Questions: Are you making the necessary trade-offs? Strategy is what you decide NOT to do. What should you stop doing? What activities from your work life and practice should you “fire” from your portfolio of work?
Lazy work has flow
Mihaly Csikszentmihalyi is an author who described flow as a state where you are so engrossed in your work that you don’t even notice that time has passed. Think about a date with someone you really like – BOOM – time flows by. Think about when you binge watch endless Netflix – BOOM – it’s 230am, and you need to go to bed. It has your complete attention. Now apply that concept to your work. . . what if you cared that much? What if you were really putting in your 10,000 hours and gaining mastery?
If you were to go to a party at your friends house, what is 1-2 topics that you have more knowledge, curiosity, skill, and point-of-view on compared to other people.
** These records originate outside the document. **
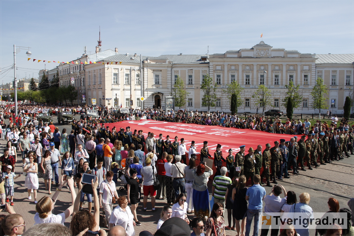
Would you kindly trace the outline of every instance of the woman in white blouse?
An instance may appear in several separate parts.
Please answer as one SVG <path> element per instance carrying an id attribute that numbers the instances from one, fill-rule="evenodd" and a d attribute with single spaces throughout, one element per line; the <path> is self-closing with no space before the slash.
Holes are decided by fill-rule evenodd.
<path id="1" fill-rule="evenodd" d="M 104 209 L 106 218 L 109 219 L 110 217 L 113 209 L 113 203 L 112 198 L 114 196 L 116 199 L 118 198 L 118 194 L 115 187 L 115 183 L 113 180 L 114 173 L 113 171 L 107 172 L 106 180 L 104 181 L 99 185 L 99 207 Z M 108 229 L 110 229 L 108 225 Z"/>
<path id="2" fill-rule="evenodd" d="M 189 159 L 190 159 L 191 157 L 193 157 L 196 160 L 197 154 L 200 154 L 200 152 L 198 152 L 197 151 L 197 149 L 194 146 L 195 145 L 195 142 L 192 141 L 190 145 L 190 148 L 189 148 L 189 151 L 188 152 L 189 154 L 188 157 Z"/>
<path id="3" fill-rule="evenodd" d="M 128 206 L 128 200 L 125 196 L 121 195 L 117 201 L 119 206 L 112 212 L 109 219 L 110 228 L 116 225 L 120 225 L 125 229 L 127 236 L 134 236 L 135 235 L 134 229 L 135 222 L 134 221 L 134 216 Z"/>
<path id="4" fill-rule="evenodd" d="M 175 204 L 172 206 L 172 215 L 171 217 L 179 217 L 184 220 L 187 224 L 189 224 L 189 220 L 187 215 L 188 205 L 186 202 L 187 200 L 187 194 L 185 193 L 179 194 L 175 201 Z"/>

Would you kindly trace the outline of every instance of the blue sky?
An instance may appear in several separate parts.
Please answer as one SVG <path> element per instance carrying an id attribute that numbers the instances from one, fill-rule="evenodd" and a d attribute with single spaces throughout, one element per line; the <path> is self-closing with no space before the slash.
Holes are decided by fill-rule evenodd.
<path id="1" fill-rule="evenodd" d="M 13 80 L 13 45 L 31 58 L 70 61 L 103 50 L 157 56 L 223 53 L 264 42 L 303 53 L 354 53 L 353 1 L 2 1 L 0 81 Z M 44 63 L 16 55 L 17 77 Z M 46 68 L 57 65 L 46 63 Z M 20 68 L 19 68 L 19 69 Z"/>

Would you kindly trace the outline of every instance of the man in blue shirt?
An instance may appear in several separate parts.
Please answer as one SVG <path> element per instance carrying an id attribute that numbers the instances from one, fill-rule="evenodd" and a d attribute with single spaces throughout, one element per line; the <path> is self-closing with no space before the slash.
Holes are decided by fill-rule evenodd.
<path id="1" fill-rule="evenodd" d="M 251 225 L 253 218 L 255 218 L 255 225 L 253 228 L 253 236 L 258 236 L 259 229 L 259 216 L 262 215 L 263 208 L 263 200 L 267 194 L 266 189 L 260 185 L 261 176 L 255 174 L 253 176 L 255 184 L 247 189 L 246 200 L 248 201 L 248 209 L 246 218 L 245 236 L 249 236 Z"/>

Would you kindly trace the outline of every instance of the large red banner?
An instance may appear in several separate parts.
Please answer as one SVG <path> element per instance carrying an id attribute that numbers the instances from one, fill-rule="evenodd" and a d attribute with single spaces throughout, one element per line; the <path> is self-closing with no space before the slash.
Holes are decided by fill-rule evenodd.
<path id="1" fill-rule="evenodd" d="M 166 140 L 167 135 L 169 135 L 171 142 L 173 142 L 175 137 L 177 136 L 179 142 L 181 138 L 184 139 L 187 150 L 191 142 L 195 141 L 195 146 L 198 152 L 200 152 L 200 149 L 203 147 L 203 142 L 207 141 L 209 152 L 213 157 L 217 145 L 220 144 L 222 145 L 221 150 L 223 153 L 223 156 L 224 157 L 228 155 L 228 152 L 230 148 L 232 149 L 234 155 L 240 150 L 239 147 L 240 146 L 246 145 L 246 153 L 247 153 L 247 151 L 250 147 L 255 150 L 257 146 L 261 144 L 264 150 L 267 143 L 269 143 L 273 146 L 274 141 L 279 141 L 281 138 L 284 139 L 286 141 L 290 141 L 290 138 L 293 136 L 290 134 L 270 133 L 249 129 L 153 120 L 125 121 L 105 124 L 105 126 L 107 125 L 109 126 L 111 130 L 114 126 L 117 131 L 119 131 L 121 127 L 125 129 L 127 126 L 130 126 L 132 132 L 133 132 L 135 129 L 138 131 L 142 129 L 145 139 L 149 132 L 153 133 L 156 139 L 158 139 L 159 135 L 162 133 L 164 140 Z"/>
What can you research, learn, practice, or discuss for hours at a time?
Many of you have ready Donald O. Clifton and Marcus Buckingham’s book about finding your strengths. What are your talent, knowledge, and skills that allow you to do great work consistently. What comes easy to you?
What do people compliment you for?
Question: What are you willing to spend a LOT of effort getting good at over the next 3 years? If you would definitely make $$$,$$$ annually, starting 3 years from now, what would you like to be top 5% in the world at?
Questions for you:
- Do you know what areas you should be “smart and lazy?”
- How can you manage expectations of your clients, bosses so you can be “strategically lazy?”
- What are the leading indicators that indicate that you “smart and lazy” approach is working?